Robinson se leva. Sanders leva les yeux vers lui, son visage bouffi par l’alcool et la fatigue.

— Chef Robinson, dit-il d’une voix pâteuse, j’en ai assez de tout cela, de toute cette violence, de tous ces compromis, de tous ces mensonges. Vous savez peut-être qu’il y a une prime de 25 000 $ sur ma tête pour avoir participé au complot contre l’assassinat de Lincoln. C’est évidemment faux. Mais je suis un fugitif.

Sanders baissa à la tête sur son verre, le tourna plusieurs fois dans sa main. Il restait un fond de whisky. Il prit le verre et le vida d’un coup.

— J’en ai assez. Je m’en vais. J’ai encore quelques relations en Europe. Je quitte ce goddamned de pays et ce goddamned de continent. Je ne pense pas y revenir… jamais.

Puis, il ajouta :

— Vous savez, chef Robinson, Rose n’était pas une mauvaise personne. C’était une femme brisée, écorchée vive. La guerre avait dévoré ce qu’elle était. Elle était morte bien avant qu’on ne lui arrache ce qui lui restait de vie.

Robinson remit son chapeau melon et sortit du Dooley’s Bar, traversa le corridor, puis le hall majestueux du St Lawrence Hall. Dehors, la nuit montréalaise s’étendait fraîche et étoilée. Les lampadaires à gaz dessinaient des cercles de lumière jaune sur les pavés. Au loin, les cloches d’une église sonnèrent neuf heures.
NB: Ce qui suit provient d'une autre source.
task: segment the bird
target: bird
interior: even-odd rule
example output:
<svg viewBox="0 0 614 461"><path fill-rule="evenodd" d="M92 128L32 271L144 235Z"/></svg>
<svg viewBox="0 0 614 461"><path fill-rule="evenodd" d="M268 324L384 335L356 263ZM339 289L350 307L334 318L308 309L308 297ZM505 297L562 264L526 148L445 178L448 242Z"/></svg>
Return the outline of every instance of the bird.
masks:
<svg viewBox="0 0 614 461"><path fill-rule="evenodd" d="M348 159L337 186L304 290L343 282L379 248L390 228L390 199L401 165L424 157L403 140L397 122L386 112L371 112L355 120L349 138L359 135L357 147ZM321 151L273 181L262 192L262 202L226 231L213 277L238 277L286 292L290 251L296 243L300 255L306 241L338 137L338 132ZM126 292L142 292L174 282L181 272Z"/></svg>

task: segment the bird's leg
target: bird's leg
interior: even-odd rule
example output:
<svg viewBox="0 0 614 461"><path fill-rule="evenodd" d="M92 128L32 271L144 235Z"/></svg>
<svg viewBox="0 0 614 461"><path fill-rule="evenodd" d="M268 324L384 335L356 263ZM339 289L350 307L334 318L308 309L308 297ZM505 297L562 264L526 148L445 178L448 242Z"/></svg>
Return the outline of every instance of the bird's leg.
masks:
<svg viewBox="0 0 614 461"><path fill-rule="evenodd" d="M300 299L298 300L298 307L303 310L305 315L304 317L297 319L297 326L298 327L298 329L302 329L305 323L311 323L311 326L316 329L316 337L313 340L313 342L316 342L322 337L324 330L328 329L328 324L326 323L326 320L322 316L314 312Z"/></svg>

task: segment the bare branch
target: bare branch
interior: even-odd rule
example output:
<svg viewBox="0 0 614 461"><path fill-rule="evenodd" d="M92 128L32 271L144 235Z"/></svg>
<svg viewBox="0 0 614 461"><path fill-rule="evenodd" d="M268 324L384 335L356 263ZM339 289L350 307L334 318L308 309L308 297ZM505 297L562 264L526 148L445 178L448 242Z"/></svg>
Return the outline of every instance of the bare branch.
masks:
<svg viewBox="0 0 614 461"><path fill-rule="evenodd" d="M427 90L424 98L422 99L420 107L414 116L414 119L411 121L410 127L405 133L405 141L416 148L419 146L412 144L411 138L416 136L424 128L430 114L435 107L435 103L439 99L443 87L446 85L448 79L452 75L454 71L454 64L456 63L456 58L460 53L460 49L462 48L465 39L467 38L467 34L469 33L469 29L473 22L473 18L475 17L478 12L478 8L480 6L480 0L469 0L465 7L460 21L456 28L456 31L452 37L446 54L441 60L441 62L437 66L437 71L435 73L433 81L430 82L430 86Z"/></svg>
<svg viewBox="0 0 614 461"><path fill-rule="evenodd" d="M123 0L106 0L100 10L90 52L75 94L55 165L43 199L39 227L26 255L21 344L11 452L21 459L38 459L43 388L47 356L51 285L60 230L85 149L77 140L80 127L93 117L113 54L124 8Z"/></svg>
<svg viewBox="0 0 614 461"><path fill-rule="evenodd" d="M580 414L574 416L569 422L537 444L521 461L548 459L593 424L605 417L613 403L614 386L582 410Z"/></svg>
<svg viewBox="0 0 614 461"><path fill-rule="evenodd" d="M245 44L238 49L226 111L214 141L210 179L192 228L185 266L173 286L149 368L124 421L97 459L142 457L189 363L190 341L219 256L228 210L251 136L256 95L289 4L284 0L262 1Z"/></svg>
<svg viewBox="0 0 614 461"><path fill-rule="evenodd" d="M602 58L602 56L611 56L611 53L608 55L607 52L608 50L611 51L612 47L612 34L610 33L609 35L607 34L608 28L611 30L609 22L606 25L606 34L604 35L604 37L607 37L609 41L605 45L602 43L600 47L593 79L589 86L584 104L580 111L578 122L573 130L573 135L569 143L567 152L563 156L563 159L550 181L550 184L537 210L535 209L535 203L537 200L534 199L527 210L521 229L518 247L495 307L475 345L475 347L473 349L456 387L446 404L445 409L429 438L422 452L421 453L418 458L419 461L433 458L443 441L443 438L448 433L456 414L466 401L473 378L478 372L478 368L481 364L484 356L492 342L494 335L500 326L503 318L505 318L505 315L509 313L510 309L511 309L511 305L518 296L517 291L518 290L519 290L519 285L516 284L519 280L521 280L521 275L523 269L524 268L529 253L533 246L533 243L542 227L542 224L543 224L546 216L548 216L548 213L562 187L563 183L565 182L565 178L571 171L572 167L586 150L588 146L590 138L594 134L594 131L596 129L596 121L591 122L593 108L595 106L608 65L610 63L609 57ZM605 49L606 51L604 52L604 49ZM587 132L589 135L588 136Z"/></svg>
Robinson leva le bras. Un fiacre s’arrêta presque immédiatement à sa hauteur. Le cocher descendit et ouvrit la portière.

— Bonsoir, monsieur. Où vous conduire ?

— Rue de la Montagne.

Robinson grimpa dans le fiacre. Les sièges de cuir craquèrent sous son poids. La portière se referma. Le cocher fouetta légèrement son cheval, et la voiture s’ébranla sur les pavés irréguliers.